The supply chain sprawls
This isn’t just GPUs. It’s HBM, advanced packaging, switch silicon, power electronics, transformers, chillers, and the messy middle of factory tooling. TSMC’s latest brief hits the theme: energy‑efficient logic and packaging are becoming existential design questions as AI stretches from cloud to edge. Chip industry roundups are full of moves that would have been footnotes before—onsemi buying PowerTech rights to feed AI data‑center demand, for instance—because the constraint no longer lives in one aisle.
Geography is shifting, the edge is real
The gravity hasn’t left Northern Virginia or Dublin, but maps are redrawing themselves. New US states join the race as 24/7 AI loads collide with local grids, while the edge thickens to cut latency for inference. Weekly deal sheets now read like travel itineraries: EdgeConneX and Lambda planning dual‑city, 30‑plus‑MW AI sites in Chicago and Atlanta; Middle East mega‑projects pairing exotic cooling with greenfield cities; multi‑gigawatt “districts” scoped before zoning ink dries.

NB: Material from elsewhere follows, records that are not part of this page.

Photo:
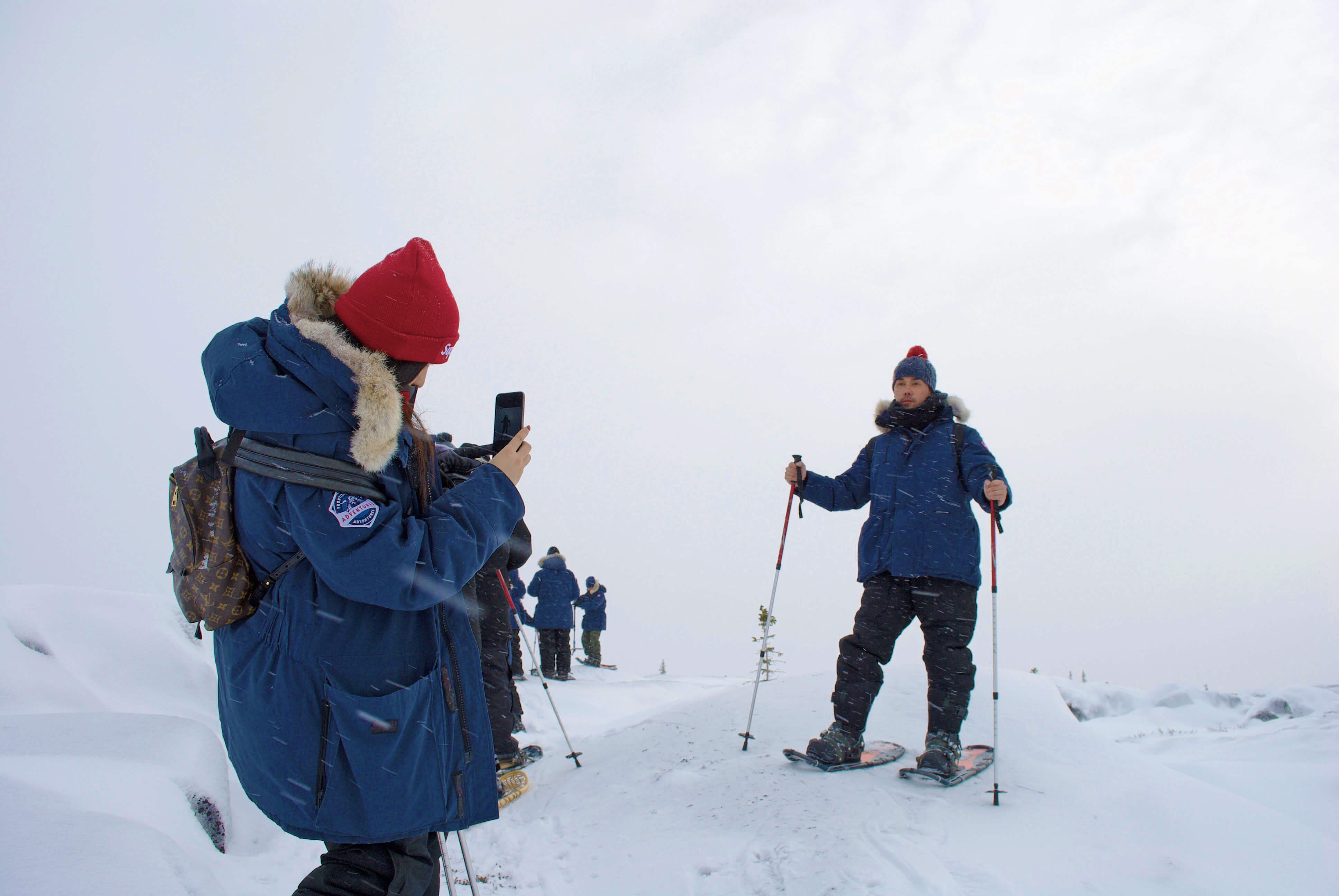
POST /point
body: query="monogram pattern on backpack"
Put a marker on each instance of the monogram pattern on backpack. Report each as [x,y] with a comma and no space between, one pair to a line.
[211,575]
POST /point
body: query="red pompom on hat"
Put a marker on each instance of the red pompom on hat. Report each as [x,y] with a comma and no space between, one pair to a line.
[402,307]
[916,365]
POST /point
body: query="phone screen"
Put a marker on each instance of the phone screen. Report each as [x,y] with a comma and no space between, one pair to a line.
[508,418]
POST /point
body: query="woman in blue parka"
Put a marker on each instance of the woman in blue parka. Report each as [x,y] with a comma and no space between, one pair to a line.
[921,558]
[556,588]
[351,702]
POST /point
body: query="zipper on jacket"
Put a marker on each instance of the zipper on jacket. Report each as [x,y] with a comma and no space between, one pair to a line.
[448,690]
[459,778]
[456,675]
[321,764]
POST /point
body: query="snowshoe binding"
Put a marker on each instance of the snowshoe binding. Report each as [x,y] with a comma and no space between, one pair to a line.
[847,750]
[947,763]
[942,753]
[836,747]
[521,758]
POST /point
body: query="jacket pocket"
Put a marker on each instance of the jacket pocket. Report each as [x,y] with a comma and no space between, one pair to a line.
[384,764]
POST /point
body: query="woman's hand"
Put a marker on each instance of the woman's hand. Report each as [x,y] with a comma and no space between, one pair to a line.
[513,458]
[997,491]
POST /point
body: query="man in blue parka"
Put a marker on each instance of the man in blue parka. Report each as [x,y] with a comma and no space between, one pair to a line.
[351,702]
[592,603]
[556,588]
[919,558]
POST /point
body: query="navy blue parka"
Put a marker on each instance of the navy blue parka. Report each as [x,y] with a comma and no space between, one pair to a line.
[921,499]
[592,605]
[556,588]
[351,704]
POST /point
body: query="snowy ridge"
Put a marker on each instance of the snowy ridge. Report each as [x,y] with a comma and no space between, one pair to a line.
[109,744]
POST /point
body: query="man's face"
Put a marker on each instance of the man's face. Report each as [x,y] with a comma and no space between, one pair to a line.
[911,392]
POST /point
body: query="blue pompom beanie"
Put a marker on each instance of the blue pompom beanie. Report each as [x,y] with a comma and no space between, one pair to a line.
[916,365]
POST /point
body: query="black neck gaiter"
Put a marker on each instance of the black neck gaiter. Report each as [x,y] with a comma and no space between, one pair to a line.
[914,418]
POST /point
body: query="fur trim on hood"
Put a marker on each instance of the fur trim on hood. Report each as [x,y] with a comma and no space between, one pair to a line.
[952,401]
[313,291]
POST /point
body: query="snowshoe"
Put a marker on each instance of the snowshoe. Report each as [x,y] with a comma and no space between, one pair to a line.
[875,753]
[512,785]
[973,760]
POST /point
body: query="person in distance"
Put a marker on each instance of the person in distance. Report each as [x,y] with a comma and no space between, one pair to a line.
[351,702]
[556,588]
[919,558]
[592,603]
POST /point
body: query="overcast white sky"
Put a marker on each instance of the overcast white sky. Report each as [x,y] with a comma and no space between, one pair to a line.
[700,237]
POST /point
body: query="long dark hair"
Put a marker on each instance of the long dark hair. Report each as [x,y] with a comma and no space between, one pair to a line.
[425,450]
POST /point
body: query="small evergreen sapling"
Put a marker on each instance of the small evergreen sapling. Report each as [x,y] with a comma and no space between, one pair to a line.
[770,653]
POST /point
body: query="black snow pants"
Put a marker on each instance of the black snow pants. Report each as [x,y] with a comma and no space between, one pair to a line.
[496,660]
[517,655]
[399,868]
[555,651]
[947,613]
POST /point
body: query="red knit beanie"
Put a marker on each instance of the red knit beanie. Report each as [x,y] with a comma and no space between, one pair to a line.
[402,306]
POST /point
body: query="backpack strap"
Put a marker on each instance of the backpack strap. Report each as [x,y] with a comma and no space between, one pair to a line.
[959,441]
[304,468]
[263,588]
[235,441]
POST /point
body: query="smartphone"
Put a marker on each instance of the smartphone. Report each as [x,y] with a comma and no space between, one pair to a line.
[508,418]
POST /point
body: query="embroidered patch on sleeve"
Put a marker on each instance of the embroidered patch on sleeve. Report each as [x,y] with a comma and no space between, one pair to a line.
[353,511]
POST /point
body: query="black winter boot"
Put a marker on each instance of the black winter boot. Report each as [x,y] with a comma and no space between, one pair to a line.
[942,753]
[836,747]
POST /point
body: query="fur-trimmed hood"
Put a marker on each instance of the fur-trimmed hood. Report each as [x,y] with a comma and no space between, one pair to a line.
[311,294]
[954,402]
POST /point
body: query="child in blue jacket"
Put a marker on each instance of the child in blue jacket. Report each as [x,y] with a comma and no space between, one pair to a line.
[592,620]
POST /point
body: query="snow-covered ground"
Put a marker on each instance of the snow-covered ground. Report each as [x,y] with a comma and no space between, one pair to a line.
[112,776]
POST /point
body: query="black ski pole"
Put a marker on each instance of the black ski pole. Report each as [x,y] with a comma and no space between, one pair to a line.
[508,592]
[766,623]
[995,668]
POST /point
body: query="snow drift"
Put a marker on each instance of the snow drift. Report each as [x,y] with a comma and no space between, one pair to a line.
[113,780]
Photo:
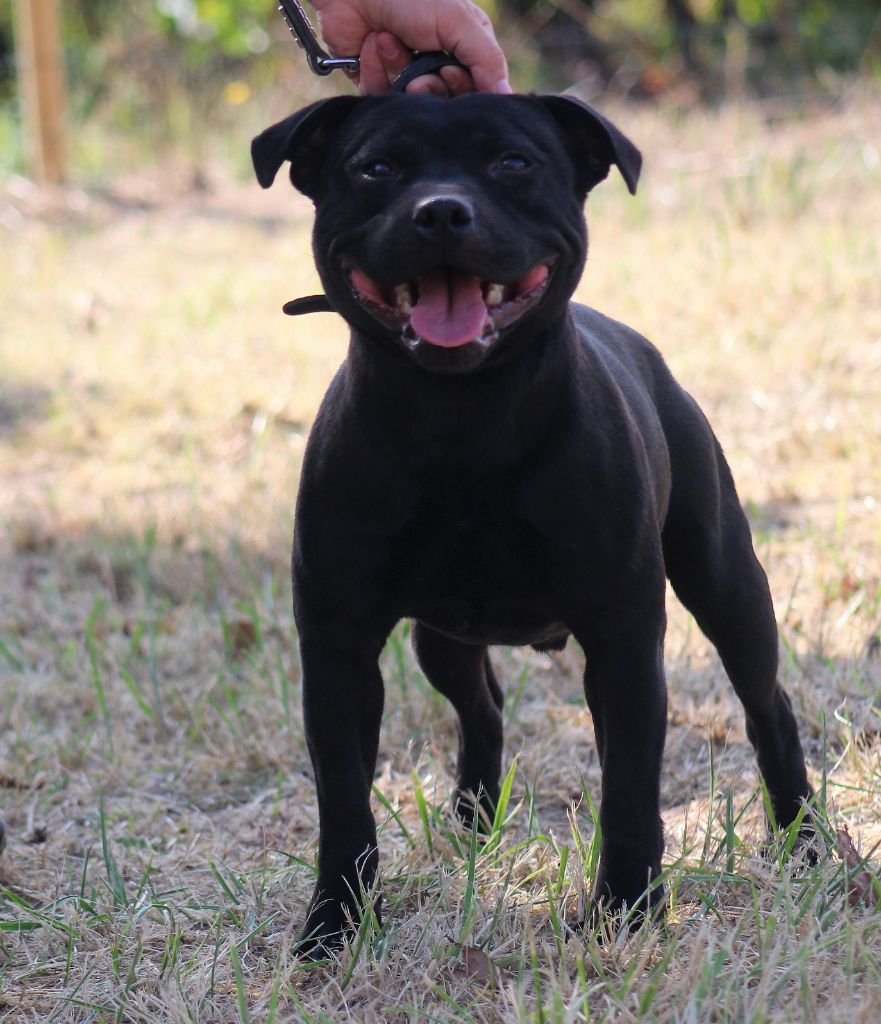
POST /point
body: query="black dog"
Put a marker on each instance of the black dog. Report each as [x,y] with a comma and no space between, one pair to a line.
[502,466]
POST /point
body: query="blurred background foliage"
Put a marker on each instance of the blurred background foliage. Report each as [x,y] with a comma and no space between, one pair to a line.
[176,73]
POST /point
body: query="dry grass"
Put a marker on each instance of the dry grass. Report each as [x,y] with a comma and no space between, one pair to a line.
[161,820]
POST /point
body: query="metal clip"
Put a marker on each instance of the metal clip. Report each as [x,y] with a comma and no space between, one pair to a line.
[319,59]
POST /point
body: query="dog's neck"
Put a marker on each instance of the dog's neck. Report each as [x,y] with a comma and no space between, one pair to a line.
[521,392]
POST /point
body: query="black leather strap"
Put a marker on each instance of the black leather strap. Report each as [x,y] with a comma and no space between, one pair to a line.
[425,64]
[307,304]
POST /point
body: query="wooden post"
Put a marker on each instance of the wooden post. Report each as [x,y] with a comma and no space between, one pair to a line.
[41,82]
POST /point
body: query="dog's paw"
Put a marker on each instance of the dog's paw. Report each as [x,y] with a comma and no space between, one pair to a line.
[329,924]
[467,808]
[611,912]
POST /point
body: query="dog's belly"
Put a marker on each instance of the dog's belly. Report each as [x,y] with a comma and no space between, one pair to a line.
[505,627]
[483,586]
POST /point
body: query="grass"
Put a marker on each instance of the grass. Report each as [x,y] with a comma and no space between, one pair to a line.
[161,818]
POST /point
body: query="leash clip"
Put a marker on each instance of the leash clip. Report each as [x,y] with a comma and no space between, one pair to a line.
[321,62]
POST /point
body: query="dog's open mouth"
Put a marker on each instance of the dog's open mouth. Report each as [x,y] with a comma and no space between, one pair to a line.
[449,308]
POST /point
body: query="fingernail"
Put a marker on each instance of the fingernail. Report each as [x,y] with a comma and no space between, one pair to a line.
[388,47]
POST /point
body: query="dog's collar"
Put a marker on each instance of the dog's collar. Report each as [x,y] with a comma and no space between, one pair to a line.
[307,304]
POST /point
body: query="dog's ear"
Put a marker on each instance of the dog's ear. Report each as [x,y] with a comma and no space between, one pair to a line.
[596,142]
[302,138]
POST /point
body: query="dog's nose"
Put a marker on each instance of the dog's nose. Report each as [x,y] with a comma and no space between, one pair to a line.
[439,213]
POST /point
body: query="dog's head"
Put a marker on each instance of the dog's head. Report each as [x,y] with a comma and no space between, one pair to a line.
[448,228]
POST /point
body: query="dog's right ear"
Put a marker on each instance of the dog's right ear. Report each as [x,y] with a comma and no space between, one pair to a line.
[302,138]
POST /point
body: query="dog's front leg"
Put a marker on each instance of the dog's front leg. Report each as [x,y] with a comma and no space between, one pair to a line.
[342,710]
[627,696]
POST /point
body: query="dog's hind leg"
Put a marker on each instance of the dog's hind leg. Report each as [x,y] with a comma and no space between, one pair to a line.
[464,675]
[710,561]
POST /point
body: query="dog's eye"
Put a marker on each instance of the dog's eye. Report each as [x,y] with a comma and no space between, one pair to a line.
[514,162]
[376,169]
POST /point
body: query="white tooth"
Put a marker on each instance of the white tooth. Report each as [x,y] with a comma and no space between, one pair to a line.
[404,299]
[495,295]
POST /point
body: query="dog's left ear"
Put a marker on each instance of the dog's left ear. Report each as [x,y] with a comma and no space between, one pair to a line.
[596,142]
[302,138]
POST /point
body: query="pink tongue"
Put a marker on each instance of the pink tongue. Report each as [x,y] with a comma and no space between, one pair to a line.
[451,310]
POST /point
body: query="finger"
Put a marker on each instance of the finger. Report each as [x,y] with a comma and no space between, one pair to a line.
[468,35]
[373,77]
[392,54]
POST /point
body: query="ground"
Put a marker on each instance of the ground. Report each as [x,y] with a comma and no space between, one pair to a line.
[161,825]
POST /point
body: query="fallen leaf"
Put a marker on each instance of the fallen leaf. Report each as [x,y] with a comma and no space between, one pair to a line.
[862,890]
[478,967]
[243,636]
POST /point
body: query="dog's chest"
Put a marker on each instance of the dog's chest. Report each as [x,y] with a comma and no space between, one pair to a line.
[472,566]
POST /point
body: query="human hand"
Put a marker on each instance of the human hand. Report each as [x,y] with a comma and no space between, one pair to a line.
[383,32]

Business models are bending to fit
As build scales past the comfort zone of traditional financing, deals look more like hybrids: infrastructure REITs meet cloud opex; long‑term PPAs sit next to chip‑lease structures; hyperscalers experiment with colocating load and generation to skip transmission waits and stabilize local grids. Bain’s math is bleakly simple: compute demand is outpacing Moore’s law more than 2x, implying 100 GW of new US load by 2030 unless efficiency miracles land on time. Investors, meanwhile, eye “AI infra” as its own asset class—chips, servers, fabs, grid gear, factories—with diversified exposure beyond one vendor’s quarterly.
The floor feels
Stand in a live hall and it’s easy to forget the headlines. The day is gauges and alarms: delta‑T tight, flow steady, harmonics within tolerance. A PPA milestone goes gree,n and someone in legal actually smiles. A substation contractor texts a photo of a transformer finally leaving the yard. In another tab, a scheduler shifts an inference cluster to ride cheap wind, then back again before the evening peak. The drama isn’t a product launch; it’s uptime.
AI’s expansion has crossed a line where the interesting work happens below the marketing layer: power studies, cooling diagrams, interconnect drawings, component purchase orders that read like novels. The winners will be the ones who treat this less like a sprint for square footage and more like a systems problem—where electrons, heat, silicon, and capital learn to keep time together. From here on out, “infrastructure” isn’t backdrop. It’s the story.